Ubicados ya en el tercer peldaño, no fue tan difícil ascender al cuarto y último peldaño de esta pirámide, al del genocidio. En la cúspide de una pirámide cuyos pilares son el prejuicio, la discriminación y la violencia, sólo faltaba lo peor, el Genocidio.
En esta etapa, los judíos fueron despojados de toda humanidad, les tatuaron sus cuerpos con números como si fuesen animales y luego los llevaron a campos de trabajo y de exterminio con el objeto de aniquilarlos como pueblo, y todo ello justificándolo con lo injustificable, existir. Ser judíos.

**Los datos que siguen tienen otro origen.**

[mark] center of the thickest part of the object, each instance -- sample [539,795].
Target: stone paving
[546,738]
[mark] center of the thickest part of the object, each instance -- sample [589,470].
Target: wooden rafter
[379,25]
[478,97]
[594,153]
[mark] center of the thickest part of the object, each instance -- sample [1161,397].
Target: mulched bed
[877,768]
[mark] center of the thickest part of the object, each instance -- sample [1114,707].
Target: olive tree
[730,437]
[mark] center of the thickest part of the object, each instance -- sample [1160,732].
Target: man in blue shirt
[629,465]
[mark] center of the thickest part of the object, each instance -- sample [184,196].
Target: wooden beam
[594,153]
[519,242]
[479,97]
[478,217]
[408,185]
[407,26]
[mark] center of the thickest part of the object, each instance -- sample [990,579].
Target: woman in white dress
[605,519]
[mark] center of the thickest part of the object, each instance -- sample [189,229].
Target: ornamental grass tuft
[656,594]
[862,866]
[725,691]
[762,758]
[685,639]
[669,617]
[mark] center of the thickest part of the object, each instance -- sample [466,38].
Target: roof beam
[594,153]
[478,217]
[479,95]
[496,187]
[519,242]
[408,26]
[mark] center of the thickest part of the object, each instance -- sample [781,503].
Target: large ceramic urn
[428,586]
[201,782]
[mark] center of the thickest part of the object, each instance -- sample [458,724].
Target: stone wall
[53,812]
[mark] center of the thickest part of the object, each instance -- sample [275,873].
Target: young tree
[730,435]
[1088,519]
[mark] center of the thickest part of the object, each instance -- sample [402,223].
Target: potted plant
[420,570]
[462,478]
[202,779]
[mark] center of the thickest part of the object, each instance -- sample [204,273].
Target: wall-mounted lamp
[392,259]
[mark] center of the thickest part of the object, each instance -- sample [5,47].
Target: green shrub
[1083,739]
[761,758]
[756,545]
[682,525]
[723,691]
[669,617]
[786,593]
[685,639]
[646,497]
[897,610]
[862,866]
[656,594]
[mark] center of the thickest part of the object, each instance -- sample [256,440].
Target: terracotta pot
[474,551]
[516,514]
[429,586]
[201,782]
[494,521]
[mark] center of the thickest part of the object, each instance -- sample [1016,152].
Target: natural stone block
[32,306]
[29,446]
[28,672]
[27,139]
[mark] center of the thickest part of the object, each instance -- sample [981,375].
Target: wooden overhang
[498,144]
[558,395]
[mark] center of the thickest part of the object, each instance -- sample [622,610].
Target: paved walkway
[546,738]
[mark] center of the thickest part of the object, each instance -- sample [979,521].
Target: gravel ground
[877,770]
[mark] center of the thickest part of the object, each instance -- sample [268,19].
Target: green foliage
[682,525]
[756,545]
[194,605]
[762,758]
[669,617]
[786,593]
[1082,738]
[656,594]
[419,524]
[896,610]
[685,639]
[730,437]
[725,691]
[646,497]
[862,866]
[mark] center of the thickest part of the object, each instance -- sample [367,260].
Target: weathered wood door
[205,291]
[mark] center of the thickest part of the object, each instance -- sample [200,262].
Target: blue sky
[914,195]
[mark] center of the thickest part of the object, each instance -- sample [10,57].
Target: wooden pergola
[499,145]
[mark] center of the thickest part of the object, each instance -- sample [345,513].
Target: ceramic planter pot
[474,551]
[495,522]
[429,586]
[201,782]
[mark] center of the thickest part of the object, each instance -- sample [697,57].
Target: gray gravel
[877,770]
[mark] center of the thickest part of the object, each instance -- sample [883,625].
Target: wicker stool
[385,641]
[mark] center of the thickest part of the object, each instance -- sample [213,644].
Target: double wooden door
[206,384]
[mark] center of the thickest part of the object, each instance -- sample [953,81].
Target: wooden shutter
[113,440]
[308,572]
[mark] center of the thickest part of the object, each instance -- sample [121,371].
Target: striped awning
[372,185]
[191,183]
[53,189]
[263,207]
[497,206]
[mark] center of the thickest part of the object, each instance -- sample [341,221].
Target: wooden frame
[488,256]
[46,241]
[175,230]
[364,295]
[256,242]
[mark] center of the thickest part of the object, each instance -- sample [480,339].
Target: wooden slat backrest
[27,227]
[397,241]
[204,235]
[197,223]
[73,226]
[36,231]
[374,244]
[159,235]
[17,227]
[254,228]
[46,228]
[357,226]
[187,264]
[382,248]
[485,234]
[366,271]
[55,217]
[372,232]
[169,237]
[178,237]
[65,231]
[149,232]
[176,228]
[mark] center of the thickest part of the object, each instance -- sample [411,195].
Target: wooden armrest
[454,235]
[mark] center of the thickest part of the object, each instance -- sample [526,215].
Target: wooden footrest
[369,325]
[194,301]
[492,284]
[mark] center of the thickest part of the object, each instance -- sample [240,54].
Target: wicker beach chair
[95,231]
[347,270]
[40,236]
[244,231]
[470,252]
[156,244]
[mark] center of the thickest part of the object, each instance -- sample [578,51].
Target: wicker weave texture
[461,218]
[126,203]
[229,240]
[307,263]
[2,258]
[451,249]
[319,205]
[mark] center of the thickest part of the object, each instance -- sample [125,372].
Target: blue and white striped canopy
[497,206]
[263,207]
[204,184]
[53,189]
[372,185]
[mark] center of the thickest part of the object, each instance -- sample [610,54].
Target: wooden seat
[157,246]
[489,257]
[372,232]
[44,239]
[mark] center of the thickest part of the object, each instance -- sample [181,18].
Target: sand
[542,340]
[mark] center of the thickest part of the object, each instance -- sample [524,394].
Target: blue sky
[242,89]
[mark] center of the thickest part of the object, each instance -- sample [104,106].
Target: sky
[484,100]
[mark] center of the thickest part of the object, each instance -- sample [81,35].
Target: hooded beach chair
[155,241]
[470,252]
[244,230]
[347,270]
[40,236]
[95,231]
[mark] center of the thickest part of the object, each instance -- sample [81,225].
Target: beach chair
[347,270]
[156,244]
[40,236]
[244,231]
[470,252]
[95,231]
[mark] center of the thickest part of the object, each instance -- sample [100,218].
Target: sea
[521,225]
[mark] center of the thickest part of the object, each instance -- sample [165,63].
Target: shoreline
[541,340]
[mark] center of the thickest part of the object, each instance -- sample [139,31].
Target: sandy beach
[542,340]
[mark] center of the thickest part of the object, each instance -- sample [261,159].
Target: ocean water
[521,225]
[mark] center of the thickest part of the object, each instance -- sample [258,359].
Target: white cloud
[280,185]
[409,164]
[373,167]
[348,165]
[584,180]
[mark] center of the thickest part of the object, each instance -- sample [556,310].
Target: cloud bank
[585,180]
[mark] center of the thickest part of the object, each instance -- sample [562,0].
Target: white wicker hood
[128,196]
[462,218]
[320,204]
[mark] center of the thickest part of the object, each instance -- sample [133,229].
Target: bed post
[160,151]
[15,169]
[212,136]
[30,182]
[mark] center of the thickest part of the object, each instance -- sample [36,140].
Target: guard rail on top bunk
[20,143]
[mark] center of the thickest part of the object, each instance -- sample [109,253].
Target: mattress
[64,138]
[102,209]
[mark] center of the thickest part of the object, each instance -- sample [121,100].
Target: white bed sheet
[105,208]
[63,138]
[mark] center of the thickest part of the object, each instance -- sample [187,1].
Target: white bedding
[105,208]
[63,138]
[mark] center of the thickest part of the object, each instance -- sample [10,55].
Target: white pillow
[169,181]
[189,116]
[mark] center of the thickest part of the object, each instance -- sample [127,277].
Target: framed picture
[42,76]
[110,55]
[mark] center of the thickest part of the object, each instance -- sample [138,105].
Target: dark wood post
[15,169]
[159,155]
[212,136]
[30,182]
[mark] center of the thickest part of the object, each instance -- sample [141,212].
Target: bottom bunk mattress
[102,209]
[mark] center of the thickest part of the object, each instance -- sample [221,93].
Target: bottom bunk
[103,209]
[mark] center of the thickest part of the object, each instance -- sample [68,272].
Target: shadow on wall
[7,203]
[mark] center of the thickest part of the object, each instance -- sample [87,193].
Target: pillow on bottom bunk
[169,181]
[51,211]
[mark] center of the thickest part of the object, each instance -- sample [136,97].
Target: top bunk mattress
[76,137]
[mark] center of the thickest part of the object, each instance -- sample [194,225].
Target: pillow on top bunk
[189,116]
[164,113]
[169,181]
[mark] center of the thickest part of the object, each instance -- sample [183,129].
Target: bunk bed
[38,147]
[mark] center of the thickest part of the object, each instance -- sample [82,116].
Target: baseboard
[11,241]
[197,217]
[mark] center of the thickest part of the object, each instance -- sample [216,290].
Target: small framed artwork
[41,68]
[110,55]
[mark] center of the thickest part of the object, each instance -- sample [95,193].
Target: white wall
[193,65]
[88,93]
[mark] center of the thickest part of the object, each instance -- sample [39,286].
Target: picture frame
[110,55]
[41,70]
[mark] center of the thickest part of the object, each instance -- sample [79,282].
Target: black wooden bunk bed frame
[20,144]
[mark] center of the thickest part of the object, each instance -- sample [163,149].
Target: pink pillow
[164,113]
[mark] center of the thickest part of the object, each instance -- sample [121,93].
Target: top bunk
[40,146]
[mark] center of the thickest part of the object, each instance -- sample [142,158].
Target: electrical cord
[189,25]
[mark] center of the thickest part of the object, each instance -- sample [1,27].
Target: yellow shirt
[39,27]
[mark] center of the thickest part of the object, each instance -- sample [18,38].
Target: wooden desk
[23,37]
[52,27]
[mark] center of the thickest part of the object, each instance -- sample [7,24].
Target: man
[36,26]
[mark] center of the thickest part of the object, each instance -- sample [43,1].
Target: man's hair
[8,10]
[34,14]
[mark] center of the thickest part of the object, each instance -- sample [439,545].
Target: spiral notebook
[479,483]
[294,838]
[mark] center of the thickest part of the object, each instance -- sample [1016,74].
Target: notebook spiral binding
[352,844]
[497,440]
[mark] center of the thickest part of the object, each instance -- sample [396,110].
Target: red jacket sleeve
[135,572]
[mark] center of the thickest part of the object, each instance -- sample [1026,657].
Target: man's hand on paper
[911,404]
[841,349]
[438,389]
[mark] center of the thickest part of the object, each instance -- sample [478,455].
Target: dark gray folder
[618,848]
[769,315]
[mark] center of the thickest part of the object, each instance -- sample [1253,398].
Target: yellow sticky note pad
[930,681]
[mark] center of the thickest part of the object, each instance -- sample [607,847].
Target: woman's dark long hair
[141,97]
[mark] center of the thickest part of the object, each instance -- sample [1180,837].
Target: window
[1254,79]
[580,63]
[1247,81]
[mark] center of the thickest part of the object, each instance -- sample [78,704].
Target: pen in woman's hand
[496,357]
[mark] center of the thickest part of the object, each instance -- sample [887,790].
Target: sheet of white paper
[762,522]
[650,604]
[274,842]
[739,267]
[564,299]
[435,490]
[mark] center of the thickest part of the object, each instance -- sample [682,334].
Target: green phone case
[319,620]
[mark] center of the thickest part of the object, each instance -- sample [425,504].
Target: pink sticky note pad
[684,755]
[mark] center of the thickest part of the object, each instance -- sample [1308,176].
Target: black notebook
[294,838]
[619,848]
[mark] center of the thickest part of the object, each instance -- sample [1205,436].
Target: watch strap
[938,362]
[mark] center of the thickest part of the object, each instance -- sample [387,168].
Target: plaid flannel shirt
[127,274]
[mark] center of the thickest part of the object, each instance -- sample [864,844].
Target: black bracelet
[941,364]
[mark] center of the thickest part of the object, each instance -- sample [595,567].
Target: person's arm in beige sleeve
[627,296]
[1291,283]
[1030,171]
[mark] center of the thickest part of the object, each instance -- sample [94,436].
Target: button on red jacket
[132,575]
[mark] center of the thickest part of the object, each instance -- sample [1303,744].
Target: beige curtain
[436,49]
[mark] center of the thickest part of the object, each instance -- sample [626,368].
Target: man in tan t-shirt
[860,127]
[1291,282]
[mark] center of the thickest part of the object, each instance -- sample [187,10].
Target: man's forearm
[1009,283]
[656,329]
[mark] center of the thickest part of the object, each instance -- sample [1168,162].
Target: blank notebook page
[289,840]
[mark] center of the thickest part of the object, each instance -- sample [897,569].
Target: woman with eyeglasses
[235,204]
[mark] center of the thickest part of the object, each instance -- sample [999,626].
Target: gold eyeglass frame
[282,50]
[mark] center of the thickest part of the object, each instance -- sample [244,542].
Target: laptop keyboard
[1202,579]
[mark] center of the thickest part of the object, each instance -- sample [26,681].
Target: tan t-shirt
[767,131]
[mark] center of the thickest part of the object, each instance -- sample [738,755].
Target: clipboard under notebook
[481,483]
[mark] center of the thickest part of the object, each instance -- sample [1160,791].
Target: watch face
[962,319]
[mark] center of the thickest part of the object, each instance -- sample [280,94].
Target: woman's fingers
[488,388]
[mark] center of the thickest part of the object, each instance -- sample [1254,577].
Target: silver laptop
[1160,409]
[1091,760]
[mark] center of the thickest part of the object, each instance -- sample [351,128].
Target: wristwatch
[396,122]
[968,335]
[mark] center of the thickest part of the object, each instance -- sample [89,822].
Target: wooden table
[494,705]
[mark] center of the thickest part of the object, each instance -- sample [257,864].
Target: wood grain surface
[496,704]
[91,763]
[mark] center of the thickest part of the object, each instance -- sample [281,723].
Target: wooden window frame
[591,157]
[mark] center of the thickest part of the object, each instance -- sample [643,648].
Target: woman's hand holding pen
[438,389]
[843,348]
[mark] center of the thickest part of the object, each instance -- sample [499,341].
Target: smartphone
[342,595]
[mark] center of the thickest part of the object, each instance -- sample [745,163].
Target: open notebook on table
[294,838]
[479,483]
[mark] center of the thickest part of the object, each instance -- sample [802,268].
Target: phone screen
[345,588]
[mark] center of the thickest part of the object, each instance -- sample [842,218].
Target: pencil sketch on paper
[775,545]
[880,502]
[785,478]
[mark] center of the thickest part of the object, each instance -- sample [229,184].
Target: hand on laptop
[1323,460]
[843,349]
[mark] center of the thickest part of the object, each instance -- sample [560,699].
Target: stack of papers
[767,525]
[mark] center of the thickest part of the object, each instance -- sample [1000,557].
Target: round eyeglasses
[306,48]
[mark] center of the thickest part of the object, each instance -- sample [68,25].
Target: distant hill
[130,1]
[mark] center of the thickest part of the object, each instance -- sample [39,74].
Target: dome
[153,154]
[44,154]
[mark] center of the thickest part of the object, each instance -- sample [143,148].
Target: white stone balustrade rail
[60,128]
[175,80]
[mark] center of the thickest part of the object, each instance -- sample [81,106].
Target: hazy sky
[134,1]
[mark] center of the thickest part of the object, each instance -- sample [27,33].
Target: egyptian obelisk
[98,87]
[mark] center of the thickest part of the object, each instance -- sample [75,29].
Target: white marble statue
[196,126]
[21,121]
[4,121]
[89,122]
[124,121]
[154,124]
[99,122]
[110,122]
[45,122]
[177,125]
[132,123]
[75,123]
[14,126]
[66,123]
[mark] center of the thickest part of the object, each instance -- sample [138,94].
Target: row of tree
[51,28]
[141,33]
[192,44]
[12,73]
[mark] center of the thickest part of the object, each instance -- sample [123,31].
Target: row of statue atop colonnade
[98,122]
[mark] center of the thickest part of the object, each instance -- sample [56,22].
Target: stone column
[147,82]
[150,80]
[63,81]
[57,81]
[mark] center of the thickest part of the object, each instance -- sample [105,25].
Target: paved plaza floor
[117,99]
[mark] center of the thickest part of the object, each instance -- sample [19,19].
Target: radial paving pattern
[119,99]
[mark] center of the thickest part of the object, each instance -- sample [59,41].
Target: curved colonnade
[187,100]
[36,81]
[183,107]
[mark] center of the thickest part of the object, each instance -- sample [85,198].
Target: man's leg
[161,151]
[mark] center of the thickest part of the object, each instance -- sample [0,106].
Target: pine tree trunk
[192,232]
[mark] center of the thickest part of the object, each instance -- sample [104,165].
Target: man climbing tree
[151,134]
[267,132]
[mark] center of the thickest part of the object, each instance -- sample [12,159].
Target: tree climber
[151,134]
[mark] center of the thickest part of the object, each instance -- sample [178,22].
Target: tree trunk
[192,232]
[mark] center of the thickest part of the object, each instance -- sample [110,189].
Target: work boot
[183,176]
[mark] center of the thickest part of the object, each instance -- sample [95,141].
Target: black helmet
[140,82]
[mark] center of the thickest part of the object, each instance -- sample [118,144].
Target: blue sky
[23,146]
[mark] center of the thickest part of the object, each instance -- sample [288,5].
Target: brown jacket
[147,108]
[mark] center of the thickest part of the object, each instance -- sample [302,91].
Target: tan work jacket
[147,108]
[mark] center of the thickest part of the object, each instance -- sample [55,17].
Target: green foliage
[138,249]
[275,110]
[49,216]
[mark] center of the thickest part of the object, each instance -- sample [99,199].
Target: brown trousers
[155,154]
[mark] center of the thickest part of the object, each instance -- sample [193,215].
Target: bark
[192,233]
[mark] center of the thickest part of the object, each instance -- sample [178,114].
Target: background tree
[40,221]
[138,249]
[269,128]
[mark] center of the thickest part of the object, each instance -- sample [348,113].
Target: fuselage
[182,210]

En un nuevo aniversario de este triste episodio de la historia, es obligación de todos nosotros volver a recordar lo sucedido, honrar a las víctimas y condenar nuevamente a sus autores, pero no sólo para gritar al mundo que NUNCA MÁS deben suceder o permitirse hechos como éstos, sino que para recordarnos que de nosotros depende construir una pirámide en cuya base se elimine el prejuicio y la discrminación y en su lugar se instale la tolerancia, el respecto y la aceptación mutua.
Esa y no otra es la única manera de construir pirámides firmes, sólidas, y que contribuyan a que tengamos una sociedad más inclusiva, más sana y más tolerante.